Cette situation peut-elle durer? Les Français ont abandonné leur fatalisme. Selon un sondage réalisé en avril, 72% des Français sont fermement opposés à un durcissement de la répression routière. Et face aux centaines de milliers de gardes à vue, 86% d'entre eux affirment qu'une infraction routière n'ayant pas provoqué d'accident ne devrait jamais aboutir à cette ubuesque situation.
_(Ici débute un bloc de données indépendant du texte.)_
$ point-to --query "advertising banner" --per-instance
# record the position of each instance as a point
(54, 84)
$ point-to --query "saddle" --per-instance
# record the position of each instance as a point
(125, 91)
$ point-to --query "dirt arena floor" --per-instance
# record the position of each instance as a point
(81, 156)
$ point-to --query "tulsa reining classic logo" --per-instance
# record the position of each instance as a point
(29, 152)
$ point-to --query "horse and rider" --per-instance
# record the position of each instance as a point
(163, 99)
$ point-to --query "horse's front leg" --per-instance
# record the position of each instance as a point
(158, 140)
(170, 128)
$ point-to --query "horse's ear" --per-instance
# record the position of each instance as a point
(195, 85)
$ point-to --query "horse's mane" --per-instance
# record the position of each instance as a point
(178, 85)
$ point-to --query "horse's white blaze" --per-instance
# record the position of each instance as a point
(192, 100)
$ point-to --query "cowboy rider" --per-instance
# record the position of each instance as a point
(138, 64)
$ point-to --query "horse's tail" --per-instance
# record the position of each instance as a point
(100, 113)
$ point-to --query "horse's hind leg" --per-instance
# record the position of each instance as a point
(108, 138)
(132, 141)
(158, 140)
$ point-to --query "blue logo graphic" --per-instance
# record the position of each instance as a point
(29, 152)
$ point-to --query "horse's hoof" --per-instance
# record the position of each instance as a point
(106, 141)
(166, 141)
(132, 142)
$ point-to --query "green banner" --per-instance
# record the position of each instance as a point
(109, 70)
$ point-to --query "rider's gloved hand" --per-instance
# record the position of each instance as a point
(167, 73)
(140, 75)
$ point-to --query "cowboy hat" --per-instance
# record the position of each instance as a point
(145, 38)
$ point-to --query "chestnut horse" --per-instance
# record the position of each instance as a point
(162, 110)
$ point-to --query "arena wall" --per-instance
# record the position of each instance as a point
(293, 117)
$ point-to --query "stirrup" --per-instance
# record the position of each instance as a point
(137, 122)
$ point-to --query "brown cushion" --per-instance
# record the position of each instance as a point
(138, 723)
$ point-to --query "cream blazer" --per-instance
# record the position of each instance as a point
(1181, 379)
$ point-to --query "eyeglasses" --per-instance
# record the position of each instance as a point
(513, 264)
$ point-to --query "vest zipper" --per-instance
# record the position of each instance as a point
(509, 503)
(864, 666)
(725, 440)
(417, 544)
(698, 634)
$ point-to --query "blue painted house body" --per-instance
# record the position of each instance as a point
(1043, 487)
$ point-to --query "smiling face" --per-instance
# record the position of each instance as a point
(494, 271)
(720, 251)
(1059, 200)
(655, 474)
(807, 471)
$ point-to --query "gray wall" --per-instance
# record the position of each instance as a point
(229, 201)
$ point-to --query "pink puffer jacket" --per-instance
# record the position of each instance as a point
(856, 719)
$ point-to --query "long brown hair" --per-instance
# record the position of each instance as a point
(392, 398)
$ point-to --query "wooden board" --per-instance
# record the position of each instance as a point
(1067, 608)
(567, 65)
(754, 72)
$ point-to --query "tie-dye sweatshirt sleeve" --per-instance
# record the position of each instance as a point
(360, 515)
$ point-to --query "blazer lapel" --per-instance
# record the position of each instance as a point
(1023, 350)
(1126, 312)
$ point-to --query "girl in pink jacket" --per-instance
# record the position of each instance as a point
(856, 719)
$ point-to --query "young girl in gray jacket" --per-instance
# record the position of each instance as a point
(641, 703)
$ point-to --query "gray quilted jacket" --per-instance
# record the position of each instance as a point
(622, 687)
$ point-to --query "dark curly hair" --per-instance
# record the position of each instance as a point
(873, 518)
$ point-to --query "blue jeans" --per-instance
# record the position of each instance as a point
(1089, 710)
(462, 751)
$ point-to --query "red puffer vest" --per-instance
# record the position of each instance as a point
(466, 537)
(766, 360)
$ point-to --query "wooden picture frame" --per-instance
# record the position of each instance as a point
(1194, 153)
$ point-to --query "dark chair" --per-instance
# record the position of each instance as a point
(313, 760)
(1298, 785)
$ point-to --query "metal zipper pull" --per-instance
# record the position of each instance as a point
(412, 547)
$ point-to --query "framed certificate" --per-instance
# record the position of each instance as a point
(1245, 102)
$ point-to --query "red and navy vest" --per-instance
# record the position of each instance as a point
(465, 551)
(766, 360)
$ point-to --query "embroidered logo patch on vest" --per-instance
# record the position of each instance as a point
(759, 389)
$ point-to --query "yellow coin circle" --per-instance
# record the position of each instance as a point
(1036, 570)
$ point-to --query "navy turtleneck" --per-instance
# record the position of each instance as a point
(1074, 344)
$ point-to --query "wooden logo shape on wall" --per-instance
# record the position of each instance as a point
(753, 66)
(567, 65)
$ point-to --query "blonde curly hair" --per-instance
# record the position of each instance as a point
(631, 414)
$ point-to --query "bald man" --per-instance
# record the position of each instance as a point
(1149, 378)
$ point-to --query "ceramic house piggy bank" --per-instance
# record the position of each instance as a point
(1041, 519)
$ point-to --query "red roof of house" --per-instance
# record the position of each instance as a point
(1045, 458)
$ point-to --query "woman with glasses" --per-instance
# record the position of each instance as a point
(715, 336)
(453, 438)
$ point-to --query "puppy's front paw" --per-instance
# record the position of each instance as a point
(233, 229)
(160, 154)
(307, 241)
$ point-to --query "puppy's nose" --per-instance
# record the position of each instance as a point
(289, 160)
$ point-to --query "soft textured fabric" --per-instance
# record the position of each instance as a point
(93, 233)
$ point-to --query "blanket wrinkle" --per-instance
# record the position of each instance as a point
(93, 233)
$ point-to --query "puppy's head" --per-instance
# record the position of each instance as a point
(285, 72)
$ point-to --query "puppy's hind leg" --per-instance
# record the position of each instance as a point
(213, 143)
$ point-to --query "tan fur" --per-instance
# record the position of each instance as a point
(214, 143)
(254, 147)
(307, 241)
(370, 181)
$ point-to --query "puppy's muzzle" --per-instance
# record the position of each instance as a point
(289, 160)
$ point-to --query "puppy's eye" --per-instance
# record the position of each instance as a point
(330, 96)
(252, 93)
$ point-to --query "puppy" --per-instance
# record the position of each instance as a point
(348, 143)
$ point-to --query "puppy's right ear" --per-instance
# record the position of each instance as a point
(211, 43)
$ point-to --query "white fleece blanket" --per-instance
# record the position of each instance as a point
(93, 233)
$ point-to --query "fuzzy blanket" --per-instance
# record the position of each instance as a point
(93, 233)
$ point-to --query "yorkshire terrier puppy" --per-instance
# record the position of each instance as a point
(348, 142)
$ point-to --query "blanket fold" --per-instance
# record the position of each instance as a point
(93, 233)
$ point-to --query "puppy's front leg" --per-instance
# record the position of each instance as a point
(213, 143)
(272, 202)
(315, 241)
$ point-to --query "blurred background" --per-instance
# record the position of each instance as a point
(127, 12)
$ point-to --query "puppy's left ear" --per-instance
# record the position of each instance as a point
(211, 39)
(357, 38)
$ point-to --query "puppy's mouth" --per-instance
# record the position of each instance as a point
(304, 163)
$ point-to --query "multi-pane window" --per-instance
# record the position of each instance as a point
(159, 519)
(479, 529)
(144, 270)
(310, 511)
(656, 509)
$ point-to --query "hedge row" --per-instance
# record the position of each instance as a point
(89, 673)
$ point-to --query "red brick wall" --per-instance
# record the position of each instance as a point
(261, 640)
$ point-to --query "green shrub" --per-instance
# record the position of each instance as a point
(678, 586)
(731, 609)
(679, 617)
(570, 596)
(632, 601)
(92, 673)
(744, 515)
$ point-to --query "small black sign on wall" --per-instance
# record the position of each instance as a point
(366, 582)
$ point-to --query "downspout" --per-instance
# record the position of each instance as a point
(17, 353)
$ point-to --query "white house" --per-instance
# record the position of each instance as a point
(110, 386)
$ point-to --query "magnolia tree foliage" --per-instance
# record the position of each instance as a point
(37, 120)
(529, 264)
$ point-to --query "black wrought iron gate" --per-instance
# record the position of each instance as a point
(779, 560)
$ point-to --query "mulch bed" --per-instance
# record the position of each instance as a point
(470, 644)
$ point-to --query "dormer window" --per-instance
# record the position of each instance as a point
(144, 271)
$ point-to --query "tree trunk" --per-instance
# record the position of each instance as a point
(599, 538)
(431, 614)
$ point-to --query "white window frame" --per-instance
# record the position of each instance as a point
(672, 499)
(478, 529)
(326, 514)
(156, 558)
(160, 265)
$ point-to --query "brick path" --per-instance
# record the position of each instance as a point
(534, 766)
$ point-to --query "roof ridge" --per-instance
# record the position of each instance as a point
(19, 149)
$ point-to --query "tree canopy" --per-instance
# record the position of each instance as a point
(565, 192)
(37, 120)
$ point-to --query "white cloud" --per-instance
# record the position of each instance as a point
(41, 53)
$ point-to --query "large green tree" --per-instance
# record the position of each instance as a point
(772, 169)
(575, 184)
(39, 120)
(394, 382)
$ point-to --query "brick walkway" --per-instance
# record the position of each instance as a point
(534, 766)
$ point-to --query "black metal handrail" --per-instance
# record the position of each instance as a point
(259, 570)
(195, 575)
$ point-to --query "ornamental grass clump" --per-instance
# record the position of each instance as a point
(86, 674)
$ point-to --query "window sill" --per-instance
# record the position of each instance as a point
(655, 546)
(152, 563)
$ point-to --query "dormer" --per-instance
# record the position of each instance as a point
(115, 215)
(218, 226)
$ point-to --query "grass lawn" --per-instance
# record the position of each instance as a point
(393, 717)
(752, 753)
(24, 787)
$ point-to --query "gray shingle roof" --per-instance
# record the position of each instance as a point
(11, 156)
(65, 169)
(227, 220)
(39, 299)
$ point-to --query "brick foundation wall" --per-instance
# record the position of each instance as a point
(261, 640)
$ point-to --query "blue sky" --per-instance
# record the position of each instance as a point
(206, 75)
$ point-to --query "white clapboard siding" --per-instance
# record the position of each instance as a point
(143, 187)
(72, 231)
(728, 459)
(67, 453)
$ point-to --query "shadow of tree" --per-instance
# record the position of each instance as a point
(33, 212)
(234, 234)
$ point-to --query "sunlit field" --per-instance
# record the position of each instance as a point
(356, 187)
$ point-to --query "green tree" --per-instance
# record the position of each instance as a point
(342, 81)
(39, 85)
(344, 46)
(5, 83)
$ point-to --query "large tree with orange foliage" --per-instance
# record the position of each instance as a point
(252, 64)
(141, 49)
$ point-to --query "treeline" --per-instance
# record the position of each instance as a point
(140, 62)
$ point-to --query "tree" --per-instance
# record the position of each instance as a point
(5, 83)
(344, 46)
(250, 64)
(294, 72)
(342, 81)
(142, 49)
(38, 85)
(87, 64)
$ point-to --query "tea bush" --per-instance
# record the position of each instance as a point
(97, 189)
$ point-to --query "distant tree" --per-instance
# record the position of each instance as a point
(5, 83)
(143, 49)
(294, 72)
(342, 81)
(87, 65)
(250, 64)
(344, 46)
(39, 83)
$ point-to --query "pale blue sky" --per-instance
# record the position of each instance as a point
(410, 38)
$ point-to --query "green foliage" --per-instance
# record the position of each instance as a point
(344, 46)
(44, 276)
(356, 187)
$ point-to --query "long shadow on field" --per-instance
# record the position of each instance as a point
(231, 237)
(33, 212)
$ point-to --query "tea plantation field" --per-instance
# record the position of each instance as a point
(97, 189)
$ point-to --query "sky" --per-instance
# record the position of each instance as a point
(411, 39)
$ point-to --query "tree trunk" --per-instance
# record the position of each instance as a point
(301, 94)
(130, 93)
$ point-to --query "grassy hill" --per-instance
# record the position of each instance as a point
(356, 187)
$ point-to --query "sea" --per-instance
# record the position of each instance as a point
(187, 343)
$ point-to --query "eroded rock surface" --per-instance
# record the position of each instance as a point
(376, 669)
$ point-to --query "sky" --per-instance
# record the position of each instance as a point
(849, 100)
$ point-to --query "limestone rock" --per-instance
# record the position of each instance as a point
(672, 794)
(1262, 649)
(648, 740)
--------------------------------------------------------------------------------
Comment en est-on arrivé là? Jacques Chirac avait fait de la sécurité routière «une grande cause nationale» en 2002. Elle a sans aucun doute aidé à une prise de conscience de l'acte de conduire, pour ensuite dériver vers une répression systématique. «Un millier de radars, ça suffit!», avait déclaré dès 2005 le pourtant très chiraquien Dominique Perben, alors ministre des Transports, sentant déjà la colère monter chez les Français. Il n'a pas été écouté et les cabines se sont multipliées comme de lucratifs petits pains, permettant, par exemple, à des ayatollahs de la prétendue sécurité routière, ignorants des réalités de la route, d'entretenir la confusion entre vitesse et vitesse excessive… Ainsi, a-t-on entendu, «1% de vitesse supplémentaire aboutirait à une progression de 4% de la mortalité routière», allégation qui relève de l'exercice de sorcellerie pour tous les professionnels.